The flooding, which was roof-high in some areas, has affected nearly one million people in ten southern provinces since it started a week ago, the Interior Ministry said in a statement.
At least 18 people have died and one is missing, it added, with the rains turning roads into rivers, inundating farmland and damaging more than 1,500 schools in the region.
The downpour is expected to persist for at least two more days, according to Thailand's Meteorological Department, which warned of flash floods.
"The situation is very bad today and tomorrow. It's still raining heavily," said Junjuda Pornsri, a meterological official.
Military bases across the region have been mobilised to help evacuate flood victims, provide temporary shelters and distribute emergency aid, the government said Saturday.
In hard-hit Nakhon Si Thammarat province, two army helicopters were deployed to airlift food to families trapped inside their homes in Cha-uat district.
Bapha Suthiphanya, a 60-year-old who has spent the past three nights in a makeshift government shelter in the district, said she was forced to evacuate her home after the waters rose above her head.
"I was so shocked and scared. I've never seen water like this and I also can not swim," she told AFP.
- Peak tourist season -
The monsoon rains are unusually heavy for this time of year in Thailand, which normally sees a three-month stretch of relatively dry and cool weather starting in November.
It is high season for tourists who flock to the kingdom's island resorts, powering a crucial sector of the economy.

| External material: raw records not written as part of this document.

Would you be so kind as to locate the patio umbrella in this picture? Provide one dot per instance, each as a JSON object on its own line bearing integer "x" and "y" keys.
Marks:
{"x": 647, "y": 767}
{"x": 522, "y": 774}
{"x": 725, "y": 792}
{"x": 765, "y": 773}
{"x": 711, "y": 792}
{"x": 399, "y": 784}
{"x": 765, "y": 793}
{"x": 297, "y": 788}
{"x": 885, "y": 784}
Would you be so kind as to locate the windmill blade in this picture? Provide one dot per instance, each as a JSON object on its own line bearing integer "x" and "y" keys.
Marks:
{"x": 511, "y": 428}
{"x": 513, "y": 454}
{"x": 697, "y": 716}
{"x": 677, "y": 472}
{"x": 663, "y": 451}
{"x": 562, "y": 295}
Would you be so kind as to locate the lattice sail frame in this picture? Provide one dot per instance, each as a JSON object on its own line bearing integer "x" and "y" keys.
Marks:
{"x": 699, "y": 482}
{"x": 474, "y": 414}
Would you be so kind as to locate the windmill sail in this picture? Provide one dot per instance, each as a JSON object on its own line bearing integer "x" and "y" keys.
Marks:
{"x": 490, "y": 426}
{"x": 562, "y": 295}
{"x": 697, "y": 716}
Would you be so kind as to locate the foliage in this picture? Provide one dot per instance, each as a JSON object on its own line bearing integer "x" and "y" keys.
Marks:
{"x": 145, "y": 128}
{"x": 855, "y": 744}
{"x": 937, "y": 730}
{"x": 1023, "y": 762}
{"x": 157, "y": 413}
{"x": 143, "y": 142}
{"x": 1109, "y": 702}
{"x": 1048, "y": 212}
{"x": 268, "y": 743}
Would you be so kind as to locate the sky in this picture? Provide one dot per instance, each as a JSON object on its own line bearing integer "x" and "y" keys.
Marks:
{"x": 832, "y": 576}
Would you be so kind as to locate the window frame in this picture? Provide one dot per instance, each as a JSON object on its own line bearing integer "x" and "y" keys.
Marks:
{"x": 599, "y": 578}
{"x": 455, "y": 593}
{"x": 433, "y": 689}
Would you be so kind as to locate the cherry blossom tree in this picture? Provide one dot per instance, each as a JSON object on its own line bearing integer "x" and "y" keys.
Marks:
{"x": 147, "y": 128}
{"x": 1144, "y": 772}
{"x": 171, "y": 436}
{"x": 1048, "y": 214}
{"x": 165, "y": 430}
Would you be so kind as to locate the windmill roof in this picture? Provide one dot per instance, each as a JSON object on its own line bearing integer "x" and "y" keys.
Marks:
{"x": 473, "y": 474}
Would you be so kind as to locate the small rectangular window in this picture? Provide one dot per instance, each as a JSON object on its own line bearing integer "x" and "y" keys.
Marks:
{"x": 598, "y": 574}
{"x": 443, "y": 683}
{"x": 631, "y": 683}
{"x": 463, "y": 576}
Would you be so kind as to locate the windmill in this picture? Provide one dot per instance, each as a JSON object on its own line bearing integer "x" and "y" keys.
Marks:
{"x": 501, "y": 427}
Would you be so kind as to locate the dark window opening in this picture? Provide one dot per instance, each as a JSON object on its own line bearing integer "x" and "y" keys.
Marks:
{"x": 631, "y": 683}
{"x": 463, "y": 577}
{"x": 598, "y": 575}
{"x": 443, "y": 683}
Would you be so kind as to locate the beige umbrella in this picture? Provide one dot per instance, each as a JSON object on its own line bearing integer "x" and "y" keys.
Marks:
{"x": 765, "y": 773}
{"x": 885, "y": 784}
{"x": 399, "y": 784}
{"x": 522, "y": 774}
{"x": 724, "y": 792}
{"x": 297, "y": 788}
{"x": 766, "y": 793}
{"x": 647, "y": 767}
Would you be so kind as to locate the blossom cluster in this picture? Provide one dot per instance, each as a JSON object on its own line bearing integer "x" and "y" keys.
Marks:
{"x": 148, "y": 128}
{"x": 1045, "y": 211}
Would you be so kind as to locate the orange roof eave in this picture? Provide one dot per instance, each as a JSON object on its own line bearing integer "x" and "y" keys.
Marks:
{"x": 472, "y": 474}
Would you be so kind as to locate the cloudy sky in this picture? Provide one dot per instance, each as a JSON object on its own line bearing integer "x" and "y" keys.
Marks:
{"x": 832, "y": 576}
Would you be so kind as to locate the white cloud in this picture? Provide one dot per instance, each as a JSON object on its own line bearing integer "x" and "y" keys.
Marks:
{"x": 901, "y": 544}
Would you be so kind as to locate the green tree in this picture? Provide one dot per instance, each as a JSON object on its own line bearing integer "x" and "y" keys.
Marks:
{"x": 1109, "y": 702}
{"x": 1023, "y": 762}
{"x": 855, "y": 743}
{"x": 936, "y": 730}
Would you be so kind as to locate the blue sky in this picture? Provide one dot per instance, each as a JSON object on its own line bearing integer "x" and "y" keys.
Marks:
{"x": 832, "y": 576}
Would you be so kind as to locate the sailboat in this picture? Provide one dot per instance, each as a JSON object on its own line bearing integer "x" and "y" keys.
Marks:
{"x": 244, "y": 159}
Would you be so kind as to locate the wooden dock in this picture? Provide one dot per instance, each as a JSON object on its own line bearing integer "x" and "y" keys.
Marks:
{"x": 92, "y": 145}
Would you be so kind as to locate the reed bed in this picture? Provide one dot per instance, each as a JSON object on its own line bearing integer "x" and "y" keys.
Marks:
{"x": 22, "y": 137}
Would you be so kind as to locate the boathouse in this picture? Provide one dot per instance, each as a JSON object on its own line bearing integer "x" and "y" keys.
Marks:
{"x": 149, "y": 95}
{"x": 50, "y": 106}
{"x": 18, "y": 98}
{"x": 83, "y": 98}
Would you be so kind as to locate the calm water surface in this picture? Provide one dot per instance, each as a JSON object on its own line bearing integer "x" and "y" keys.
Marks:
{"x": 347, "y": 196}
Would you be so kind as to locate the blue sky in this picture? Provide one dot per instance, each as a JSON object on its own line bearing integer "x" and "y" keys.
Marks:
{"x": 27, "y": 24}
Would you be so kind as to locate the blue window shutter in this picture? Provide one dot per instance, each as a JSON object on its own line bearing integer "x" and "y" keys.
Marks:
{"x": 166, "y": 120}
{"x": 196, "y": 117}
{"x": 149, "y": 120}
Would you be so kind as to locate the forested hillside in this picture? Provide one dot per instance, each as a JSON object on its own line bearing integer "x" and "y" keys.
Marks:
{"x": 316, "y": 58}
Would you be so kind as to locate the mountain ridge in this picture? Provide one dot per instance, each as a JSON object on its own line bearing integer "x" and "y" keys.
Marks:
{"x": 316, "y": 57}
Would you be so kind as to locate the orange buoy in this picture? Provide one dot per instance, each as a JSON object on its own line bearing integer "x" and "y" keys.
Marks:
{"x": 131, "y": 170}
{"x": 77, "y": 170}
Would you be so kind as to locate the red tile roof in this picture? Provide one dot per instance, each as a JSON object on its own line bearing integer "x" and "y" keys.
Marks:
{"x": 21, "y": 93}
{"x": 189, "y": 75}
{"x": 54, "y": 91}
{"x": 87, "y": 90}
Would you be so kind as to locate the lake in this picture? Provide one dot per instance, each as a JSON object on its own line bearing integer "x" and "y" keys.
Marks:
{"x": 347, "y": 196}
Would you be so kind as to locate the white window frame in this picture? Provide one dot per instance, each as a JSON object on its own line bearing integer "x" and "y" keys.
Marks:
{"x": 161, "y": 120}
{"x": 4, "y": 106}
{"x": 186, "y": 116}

But the deluge has already disrupted beach holidays in several traveller hotspots, including the popular islands of Samui and Phangan.

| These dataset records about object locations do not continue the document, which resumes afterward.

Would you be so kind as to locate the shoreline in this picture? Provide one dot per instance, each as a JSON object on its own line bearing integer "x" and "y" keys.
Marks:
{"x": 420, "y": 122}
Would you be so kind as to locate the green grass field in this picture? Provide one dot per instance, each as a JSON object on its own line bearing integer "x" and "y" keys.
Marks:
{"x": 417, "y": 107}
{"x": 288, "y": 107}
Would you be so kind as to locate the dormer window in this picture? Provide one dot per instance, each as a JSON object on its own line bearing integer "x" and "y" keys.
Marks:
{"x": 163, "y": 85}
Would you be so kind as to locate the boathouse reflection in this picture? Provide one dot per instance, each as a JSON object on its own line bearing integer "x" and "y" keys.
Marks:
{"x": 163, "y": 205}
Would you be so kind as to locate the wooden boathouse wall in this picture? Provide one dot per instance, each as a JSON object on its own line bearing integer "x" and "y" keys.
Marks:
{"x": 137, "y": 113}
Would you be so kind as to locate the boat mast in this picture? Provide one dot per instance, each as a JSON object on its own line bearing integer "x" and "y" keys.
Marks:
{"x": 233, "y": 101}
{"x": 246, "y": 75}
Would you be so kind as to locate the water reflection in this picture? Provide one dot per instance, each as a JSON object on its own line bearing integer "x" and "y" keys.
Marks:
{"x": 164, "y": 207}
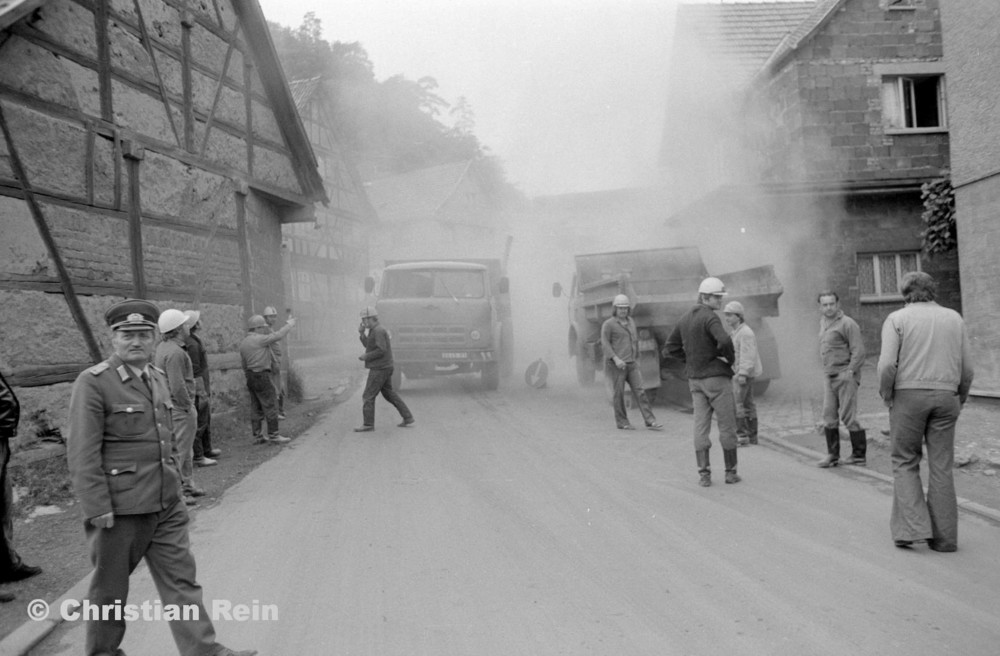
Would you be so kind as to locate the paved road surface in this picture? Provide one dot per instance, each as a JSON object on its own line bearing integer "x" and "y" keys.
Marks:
{"x": 522, "y": 522}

Hundreds of tourists have had their flights delayed, while train and bus services on the mainland have also been suspended.
Yet some travellers are refusing to let the storm stop the fun, with photos doing the rounds on social media of tourists coasting through flooded streets on pool floats, sipping drinks.
"Some tourists are enjoying the flooding, they're taking pictures and going swimming," said Nongyao Jirundorn, a tourism official on Samui island.
Neighbouring Malaysia was also hit by severe flooding earlier this week, with thousands stranded in relief centres in two northeastern states.
But by Saturday, the number of evacuees in Kelantan and Terengganu had dropped to about 13,500, from almost 23,000 Wednesday, as weather conditions improved and authorities forecast less rainfall over the weekend.
Prime Minister Najib Razak visited Kelantan on Saturday and met with people seeking shelter at a relief centre.